Russia has warned the United States and Britain are "tempting fate" by sending warships into the Black Sea amid the war with Ukraine.
"We call on the Pentagon and the British navy, which are sending their warships into the Black Sea, not to tempt fate in vain," Major General Igor Konashenkov, the Russian Defense Ministry's spokesperson said in a televised statement on Friday.
Russia will defend its borders using all possible means including military force, he warned, noting, British warships sailing off the Russian coast in Crimea are "not more than a target" for Russia's Black Sea fleet's defense forces.

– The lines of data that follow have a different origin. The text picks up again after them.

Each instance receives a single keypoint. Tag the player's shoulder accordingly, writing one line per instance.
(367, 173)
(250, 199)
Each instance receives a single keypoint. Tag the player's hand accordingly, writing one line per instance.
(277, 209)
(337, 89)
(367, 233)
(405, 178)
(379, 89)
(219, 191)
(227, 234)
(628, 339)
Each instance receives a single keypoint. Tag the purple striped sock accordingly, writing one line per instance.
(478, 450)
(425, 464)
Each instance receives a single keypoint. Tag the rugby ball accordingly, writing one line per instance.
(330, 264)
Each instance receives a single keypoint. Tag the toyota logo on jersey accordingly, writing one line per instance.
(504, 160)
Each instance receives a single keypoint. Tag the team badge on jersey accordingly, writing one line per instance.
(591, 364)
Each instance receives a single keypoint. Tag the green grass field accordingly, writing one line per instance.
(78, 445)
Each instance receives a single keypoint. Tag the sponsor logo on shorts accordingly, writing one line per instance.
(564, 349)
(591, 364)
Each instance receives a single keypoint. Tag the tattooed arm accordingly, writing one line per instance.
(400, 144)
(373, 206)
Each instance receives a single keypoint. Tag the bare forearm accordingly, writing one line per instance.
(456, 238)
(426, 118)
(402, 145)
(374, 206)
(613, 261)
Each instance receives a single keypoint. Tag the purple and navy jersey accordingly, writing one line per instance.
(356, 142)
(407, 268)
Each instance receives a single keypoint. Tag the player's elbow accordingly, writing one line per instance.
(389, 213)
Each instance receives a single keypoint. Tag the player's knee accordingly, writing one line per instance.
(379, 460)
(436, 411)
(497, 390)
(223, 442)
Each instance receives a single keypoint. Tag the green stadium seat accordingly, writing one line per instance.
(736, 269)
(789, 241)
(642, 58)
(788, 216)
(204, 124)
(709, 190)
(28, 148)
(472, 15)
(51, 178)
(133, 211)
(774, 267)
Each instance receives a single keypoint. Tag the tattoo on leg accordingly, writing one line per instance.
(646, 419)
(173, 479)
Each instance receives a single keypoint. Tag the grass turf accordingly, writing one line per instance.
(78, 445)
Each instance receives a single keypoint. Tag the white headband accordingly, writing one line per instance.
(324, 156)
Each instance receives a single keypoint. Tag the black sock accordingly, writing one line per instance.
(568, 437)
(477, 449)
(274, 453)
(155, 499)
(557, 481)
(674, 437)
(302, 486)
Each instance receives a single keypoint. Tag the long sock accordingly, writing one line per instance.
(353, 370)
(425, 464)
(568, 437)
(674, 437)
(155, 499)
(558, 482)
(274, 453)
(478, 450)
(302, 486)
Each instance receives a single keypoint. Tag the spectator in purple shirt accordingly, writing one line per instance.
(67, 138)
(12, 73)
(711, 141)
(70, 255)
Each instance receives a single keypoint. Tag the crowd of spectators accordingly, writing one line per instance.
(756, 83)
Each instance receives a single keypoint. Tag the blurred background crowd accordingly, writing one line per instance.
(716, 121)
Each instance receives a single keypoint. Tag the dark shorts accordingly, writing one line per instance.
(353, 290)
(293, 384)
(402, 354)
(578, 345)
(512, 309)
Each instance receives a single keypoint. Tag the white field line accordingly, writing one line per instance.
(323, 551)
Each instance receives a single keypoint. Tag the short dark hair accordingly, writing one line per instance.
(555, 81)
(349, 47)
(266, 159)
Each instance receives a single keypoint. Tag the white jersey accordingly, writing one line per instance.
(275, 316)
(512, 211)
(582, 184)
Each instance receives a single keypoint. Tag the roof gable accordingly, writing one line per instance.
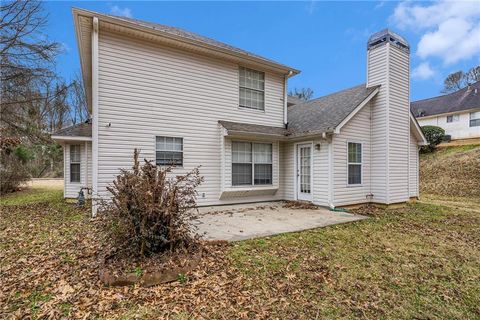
(326, 113)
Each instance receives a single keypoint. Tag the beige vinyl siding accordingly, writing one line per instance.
(414, 167)
(148, 90)
(399, 125)
(377, 65)
(357, 130)
(321, 173)
(71, 189)
(389, 67)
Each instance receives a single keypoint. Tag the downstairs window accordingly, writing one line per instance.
(251, 163)
(354, 163)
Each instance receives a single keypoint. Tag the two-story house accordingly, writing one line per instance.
(189, 100)
(458, 113)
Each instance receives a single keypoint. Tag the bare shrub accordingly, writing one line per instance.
(13, 172)
(150, 209)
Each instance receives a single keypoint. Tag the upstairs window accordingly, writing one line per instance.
(169, 151)
(475, 119)
(75, 158)
(453, 118)
(354, 163)
(252, 89)
(251, 163)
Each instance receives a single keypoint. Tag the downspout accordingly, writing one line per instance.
(285, 98)
(94, 116)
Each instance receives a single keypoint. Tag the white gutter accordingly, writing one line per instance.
(285, 97)
(94, 116)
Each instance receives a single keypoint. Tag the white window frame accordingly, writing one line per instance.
(476, 120)
(79, 163)
(453, 118)
(355, 163)
(182, 151)
(240, 87)
(252, 163)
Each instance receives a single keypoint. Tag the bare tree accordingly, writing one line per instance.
(473, 75)
(454, 81)
(304, 94)
(458, 80)
(26, 63)
(78, 101)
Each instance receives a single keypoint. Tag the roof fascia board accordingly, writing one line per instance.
(243, 57)
(448, 113)
(71, 138)
(356, 110)
(78, 35)
(419, 131)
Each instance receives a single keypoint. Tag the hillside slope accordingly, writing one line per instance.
(452, 171)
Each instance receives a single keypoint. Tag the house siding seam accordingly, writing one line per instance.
(414, 167)
(145, 88)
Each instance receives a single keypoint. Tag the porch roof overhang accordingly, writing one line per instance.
(238, 129)
(75, 133)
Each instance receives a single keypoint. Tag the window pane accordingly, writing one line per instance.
(75, 153)
(354, 152)
(354, 174)
(262, 152)
(169, 151)
(252, 88)
(263, 174)
(241, 152)
(241, 174)
(75, 172)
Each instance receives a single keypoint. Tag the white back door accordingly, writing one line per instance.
(304, 172)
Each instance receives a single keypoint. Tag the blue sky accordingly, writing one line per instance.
(325, 40)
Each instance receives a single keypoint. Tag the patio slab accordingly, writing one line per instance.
(247, 221)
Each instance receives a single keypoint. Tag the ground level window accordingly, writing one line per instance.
(251, 163)
(475, 119)
(354, 163)
(452, 118)
(169, 151)
(75, 157)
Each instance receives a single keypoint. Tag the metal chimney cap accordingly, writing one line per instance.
(388, 36)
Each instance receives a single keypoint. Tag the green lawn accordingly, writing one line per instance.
(419, 262)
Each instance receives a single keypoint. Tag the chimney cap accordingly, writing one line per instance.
(385, 36)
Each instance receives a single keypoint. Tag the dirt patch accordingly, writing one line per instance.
(300, 205)
(453, 171)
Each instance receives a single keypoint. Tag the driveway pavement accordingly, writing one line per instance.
(240, 222)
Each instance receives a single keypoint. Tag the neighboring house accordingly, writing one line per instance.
(458, 113)
(189, 100)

HMS Defender, a British destroyer sailed through the Black Sea on Wednesday. Russia said its defense forces had fired warning shots and dropped bombs in the path of the British warship sailing through waters off the coast of Crimea, reportedly en route to Georgia. The UK said it had been informed beforehand of Russian military exercises.
In a separate announcement, Deputy Foreign Minister Sergei Ryabkov said the US and Britain were sowing strife by sailing warships through Black Sea waters, reiterating that Russia was ready to defend its borders using all means.
Russia also warned on Thursday that it would target any British warships in the Black Sea if the UK's provocative actions off the Crimean coast continued.
It also warned in a separate announcement by the Defense Ministry that the Russian forces had launched a joint naval and aerial military exercise in the eastern Mediterranean.
Since Russia launched its special military operation in Ukraine in February 2022, the US and most European Union member countries have supplied Ukraine with tens of billions of dollars worth of weapons, including rocket systems, drones, tanks and armored vehicles, communication systems, and so on.
The United States is the biggest supplier of weaponry to the Kiev forces, so far alone sending some $48 billion worth of military aid and other assistance to Ukraine since the beginning of the war.
Russia has repeatedly warned that flooding Kiev with weapons and munitions will only prolong the war and that the West is engaged in a proxy war with Russia over Ukraine that could escalate into a much bigger conflict. The Kremlin also insists that it does not want to trigger a direct military confrontation between the US-backed NATO and Russia.
In the meantime, former Russian president Dmitry Medvedev said the war in Ukraine could last for a very long time with periods of fighting followed by numerous ceasefires.
"This conflict will last a very long time, most likely decades," said on Thursday during a visit to Vietnam.
"As long as there is such a power in place, there will be, say, three years of truce, two years of conflict, and everything will be repeated," he said, reiterating Moscow's claim that Ukraine is a Nazi state.
He warned that supplying more destructive and advanced weapons by the US and its allies to Ukraine increases the probability of a "nuclear apocalypse.”
Russia’s former president said on Tuesday, “The more weapons are supplied, the more dangerous the world will be."
"And the more destructive these weapons are, the more likely the scenario becomes of what is commonly called a nuclear apocalypse," he warned during a trip to Vietnam.
Medvedev, who is currently serving as deputy chairman of the Russian Security Council and is seen as a close ally of Russian President Vladimir Putin, had warned earlier that if Russia loses the conflict in Ukraine, a nuclear war could break out.
"The defeat of a nuclear power in a conventional war may trigger a nuclear war," Medvedev warned in a Telegram post, adding that "nuclear powers have never lost major conflicts on which their fate depends."